The plaintiff's evidence and her letters to the Coroner involve, to some extent, making allegations of wrongdoing on the part of at least one member of the police force. If I considered there to be a real possibility of a finding that a police car contributed to Mr Stenhouse's death, the allegation that Constable Sheppard had acted improperly to cover up that alleged fact would, to a degree, have reinforced the conclusion that an inquest should be held.
However, I have found that there is no realistic possibility of a finding that a collision with a police car played any part in the accident.

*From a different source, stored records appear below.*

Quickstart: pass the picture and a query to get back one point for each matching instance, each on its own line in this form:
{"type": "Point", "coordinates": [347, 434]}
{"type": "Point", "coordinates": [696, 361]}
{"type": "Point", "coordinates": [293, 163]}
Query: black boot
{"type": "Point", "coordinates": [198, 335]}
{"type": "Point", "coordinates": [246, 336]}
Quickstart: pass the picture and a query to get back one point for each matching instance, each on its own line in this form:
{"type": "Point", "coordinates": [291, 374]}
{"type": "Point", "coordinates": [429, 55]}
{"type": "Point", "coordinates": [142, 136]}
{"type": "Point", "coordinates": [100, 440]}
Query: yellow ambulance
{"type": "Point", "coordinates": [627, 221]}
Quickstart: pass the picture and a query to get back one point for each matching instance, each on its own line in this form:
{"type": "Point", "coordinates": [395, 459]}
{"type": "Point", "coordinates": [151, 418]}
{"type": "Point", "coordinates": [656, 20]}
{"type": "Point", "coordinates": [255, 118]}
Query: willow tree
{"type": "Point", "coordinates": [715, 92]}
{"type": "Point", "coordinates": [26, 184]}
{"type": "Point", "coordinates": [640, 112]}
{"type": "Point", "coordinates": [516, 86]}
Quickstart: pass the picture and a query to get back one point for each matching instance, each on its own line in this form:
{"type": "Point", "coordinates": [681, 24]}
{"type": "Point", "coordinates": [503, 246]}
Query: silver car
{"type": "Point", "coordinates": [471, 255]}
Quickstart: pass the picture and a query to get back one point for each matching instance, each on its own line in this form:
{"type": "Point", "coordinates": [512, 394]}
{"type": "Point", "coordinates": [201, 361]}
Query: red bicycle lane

In light of that finding, the foundation for the allegations of police wrongdoing is absent. On the material before me there is, in my opinion, no reasonable possibility that an inquest could find that there was anything for the police to cover up. Moreover, to the extent that the plaintiff alleges that the photographs now in evidence are not genuine and have been tampered with, I have found that the material before the court establishes beyond any reasonable doubt that the photographs are genuine.
For these reasons, the allegations of police wrongdoing do not make it necessary or desirable in the interests of justice that an inquest be held.

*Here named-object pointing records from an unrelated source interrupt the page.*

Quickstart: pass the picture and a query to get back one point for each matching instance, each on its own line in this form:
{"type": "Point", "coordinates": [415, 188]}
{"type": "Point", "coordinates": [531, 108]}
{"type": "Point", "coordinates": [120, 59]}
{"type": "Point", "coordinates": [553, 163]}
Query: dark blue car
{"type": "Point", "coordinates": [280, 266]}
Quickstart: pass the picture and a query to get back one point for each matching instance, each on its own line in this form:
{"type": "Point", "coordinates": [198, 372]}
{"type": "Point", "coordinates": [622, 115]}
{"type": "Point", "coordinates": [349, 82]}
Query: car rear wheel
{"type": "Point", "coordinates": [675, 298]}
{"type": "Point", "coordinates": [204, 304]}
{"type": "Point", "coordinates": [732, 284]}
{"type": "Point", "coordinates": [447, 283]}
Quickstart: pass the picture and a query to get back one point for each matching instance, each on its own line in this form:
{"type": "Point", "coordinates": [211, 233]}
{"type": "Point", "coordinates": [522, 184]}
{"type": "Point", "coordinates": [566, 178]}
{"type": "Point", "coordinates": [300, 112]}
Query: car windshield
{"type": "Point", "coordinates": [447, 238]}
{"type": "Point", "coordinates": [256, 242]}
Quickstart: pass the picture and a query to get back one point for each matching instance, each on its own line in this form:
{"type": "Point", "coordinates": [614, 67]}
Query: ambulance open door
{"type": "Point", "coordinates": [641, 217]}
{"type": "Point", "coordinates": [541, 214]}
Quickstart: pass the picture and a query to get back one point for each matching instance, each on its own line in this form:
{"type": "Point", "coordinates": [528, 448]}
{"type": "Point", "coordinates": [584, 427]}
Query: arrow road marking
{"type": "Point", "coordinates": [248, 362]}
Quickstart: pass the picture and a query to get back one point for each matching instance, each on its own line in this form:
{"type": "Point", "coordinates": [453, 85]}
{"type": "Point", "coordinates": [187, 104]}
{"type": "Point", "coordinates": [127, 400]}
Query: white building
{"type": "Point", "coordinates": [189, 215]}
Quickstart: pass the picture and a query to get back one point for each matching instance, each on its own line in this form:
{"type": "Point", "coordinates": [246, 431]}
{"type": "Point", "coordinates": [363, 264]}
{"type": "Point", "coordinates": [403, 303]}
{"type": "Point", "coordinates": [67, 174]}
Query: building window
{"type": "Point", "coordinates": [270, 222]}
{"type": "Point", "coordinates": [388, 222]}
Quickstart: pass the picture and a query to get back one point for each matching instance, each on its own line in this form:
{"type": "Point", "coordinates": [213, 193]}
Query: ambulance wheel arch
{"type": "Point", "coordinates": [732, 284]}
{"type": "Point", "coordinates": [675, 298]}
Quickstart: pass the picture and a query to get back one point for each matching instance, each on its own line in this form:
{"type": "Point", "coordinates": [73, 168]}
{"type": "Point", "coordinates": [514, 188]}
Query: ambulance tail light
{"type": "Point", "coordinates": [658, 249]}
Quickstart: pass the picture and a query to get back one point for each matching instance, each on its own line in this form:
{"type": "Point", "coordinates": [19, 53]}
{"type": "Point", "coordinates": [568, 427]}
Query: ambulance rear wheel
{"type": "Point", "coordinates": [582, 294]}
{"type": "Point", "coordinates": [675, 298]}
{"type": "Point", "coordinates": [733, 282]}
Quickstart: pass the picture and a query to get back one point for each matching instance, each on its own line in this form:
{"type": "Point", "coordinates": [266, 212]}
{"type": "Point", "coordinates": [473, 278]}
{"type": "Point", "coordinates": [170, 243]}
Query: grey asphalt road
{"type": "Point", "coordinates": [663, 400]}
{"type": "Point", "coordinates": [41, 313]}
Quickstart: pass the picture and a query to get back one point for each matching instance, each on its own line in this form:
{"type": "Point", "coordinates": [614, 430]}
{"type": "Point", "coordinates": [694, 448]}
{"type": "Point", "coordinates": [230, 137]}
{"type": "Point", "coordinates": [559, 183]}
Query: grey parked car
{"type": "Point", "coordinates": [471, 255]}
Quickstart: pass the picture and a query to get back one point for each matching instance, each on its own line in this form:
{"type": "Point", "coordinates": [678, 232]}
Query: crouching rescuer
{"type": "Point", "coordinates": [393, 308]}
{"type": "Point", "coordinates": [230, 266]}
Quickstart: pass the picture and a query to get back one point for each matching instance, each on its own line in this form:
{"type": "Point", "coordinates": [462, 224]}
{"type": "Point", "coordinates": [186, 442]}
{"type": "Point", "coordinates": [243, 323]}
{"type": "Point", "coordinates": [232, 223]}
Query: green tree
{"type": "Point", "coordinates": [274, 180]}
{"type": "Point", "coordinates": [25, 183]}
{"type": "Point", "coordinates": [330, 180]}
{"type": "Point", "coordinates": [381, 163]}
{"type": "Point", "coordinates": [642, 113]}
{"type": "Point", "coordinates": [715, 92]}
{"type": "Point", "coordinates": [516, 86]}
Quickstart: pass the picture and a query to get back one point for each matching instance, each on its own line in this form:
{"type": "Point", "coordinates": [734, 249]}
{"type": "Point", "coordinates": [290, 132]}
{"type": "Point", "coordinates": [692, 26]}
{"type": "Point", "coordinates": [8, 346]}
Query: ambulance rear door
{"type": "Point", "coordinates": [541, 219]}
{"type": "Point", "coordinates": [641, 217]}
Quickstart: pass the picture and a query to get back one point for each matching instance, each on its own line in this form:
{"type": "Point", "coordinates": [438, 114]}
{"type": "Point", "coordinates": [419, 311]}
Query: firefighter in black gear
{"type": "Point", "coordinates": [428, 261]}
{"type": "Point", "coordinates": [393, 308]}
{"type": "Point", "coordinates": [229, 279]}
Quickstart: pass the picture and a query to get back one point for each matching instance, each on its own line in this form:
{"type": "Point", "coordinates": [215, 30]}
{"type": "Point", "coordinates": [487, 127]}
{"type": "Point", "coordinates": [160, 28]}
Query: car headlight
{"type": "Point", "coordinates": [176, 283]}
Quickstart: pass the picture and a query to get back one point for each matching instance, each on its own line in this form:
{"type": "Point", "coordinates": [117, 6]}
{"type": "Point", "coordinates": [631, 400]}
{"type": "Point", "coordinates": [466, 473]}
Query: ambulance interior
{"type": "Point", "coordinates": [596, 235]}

Finally, the plaintiff points to what she says are apparent discrepancies in the documentation and police reports. Four points are set out in paragraph 20 of her written submissions, which have been set out earlier in these reasons. Given the findings I have already made, these matters seem to me to fall well short of being such as to make it necessary or desirable in the interests of justice that an inquest be held.
As to the first point raised by the plaintiff in paragraph 20, there is a discrepancy in the times recorded on the Certificate of Life Extinct and the Ambulance Report. The compelling inference is that the time on the Certificate of Life Extinct is a mistaken reference by the doctor to the time when she saw the plaintiff, not the later time when she examined Mr Stenhouse's body. Alternatively, someone may have used an inaccurate watch.
The second alleged discrepancy relates to news footage shown to the plaintiff and is covered by the conclusions I have already set out.
The third matter is in relation to the attendance of certain police officers at the hospital, and is based on a misreading of the Ambulance Report. That report does not state that Sergeant Russell and Constable Hamilton attended the hospital.
The fourth matter relates to the time of the presence of Senior Constable Sheppard at the scene of the accident. It is very likely explicable on the basis that the plaintiff is honestly mistaken as to when precisely she first met Senior Constable Sheppard. In any case, given the findings I have already made, this and the other three points raised by the plaintiff are not matters justifying the holding of an inquest.
Conclusion
For the reasons given, I am not satisfied that it is necessary or desirable in the interests of justice that an inquest be held. Accordingly, the plaintiff's application must be dismissed.